Inside the gallery, low-hanging mist covered the floors, evoking a tropical environment, while a white spotlight swept around the space. The protagonists were a pair of Sol LeWitt Vehicles (2018– ), white, wheeled cubic structures with venetian-blind compartments that are hybrids of two earlier series: Dress Vehicles (2011– ) and Sol LeWitt Upside Down (2015– ). Rolling around the space were a dozen lunar-looking exercise balls that emit an artificially derived “earth” scent, while four Sonic Gym (2019) sculptures—suspended orbs covered in black, gold, or silver bells like those used in Korean shamanic rituals—were periodically turned by gallery attendants. The wallpaper, Incubation and Exhaustion (2018), was a digital collage featuring garlic bulbs, verdant mountains, diagrams of black holes, robotic medical devices, bags of spices, and burning trees, collaboratively designed with Manuel Raeder, to reflect the topography and agriculture-meets-tech economy of southwestern France for a previous exhibition in Montpellier. It was partially overlaid by a holographic grid referencing a Korean chessboard that extended up from the floor.
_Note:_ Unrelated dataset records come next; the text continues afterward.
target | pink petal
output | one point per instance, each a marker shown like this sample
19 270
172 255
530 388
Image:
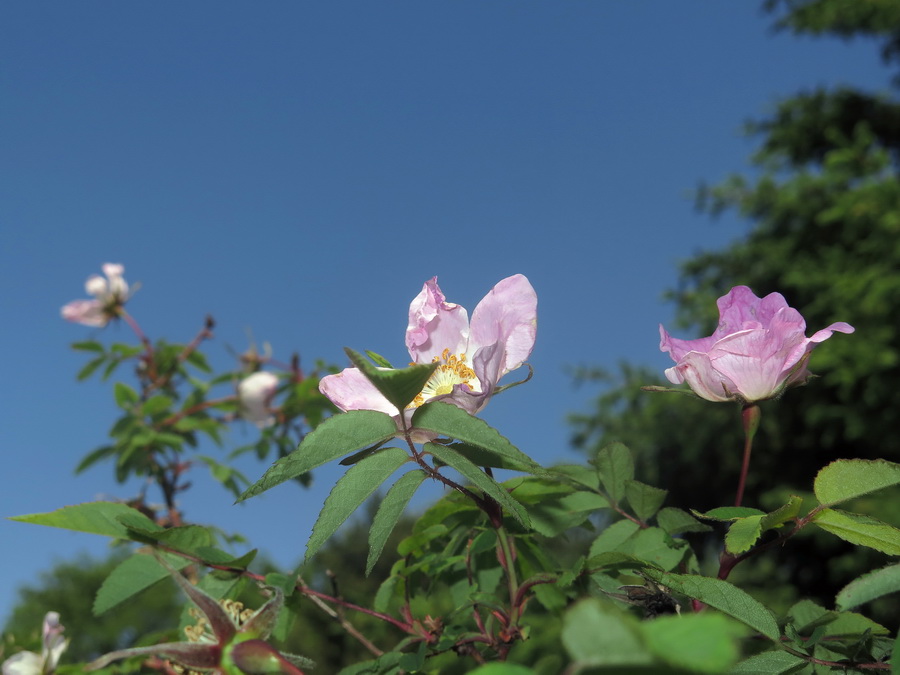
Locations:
507 315
435 325
85 312
350 390
705 381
The soundtrack of birdsong, interspersed with the clicking of cameras, derived from the 2018 Inter-Korean Summit, when the North and South Korean leaders conversed out of earshot in the incidentally biodiverse Demilitarized Zone. On select occasions the gallery was further populated by LED-illuminated, soccer-ball-shaped flying drones. Analogous to Yang’s combination of disparate environmental elements was an account of the intertwined but non-intersecting lives of French writer Marguerite Duras and Korean composer Isang Yun “subjectively edited” by the artist. Live performances of Yun’s “Images” (1968), inspired by his visit to the Great Tomb of Gangseo in North Korea, invoked the specter of Korea’s turbulent modern history and its impact on the avant-garde; Yun was later accused of spying for the North by the Park Chung-hee regime. The evocation of Duras brought the element of personal desire and her dichotomy of together-yet-apart that drives Yang’s reflections on ideas of communities.
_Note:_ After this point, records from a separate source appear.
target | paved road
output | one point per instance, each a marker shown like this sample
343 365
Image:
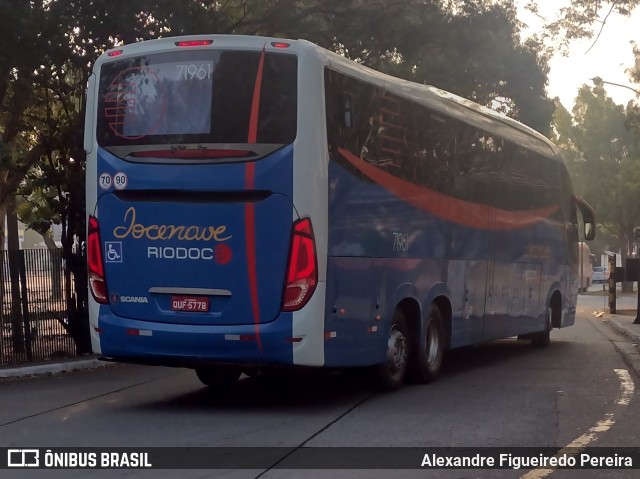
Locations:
502 394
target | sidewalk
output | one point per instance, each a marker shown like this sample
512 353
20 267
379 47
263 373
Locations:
74 364
623 322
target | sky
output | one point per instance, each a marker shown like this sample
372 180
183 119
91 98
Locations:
608 58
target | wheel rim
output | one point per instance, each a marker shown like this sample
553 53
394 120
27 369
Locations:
433 343
396 352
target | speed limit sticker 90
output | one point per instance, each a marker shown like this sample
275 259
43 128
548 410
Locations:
105 181
120 181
Collectively these objects and images did not cohere in a narrative formation so much as they circulated within Yang’s choreography. The natural world was flattened to graphics, human lives into written episodes, while the industrially produced, custom-modified objects were arranged together so as to be strangely biomorphic. Beginning with Series of Vulnerable Arrangements – Version Utrecht (2006), Yang’s installations have featured humidifiers, scent emitters, fans, and spotlights in sparse arrangements that deconstructed the “climate” of indoor spaces. But in “When The Year 2000 Comes,” the environment verged on the lush spontaneity of an ecosystem, with chirping birds, waves of fog, flying drones, and both terrestrial and airborne sculptures. The many paradoxical, antagonistic elements of “When The Year 2000 Comes” recalls Tom McDonough’s description of Yang’s works as “amphibological”— that is, “holding [opposing characteristics] both together in the mind simultaneously.” Yet even to dichotomize the elements at play here is to reduce their amphi-morphous qualities. As a total environment, “When The Year 2000 Comes” returned us to the future of our past, which still haunts us with its torments and its promises.
HG Masters is ArtAsiaPacific’s deputy publisher and deputy editor.
Haegue Yang’s “When The Year 2000 Comes” is on view at Kukje Gallery, Seoul, until November 17, 2019.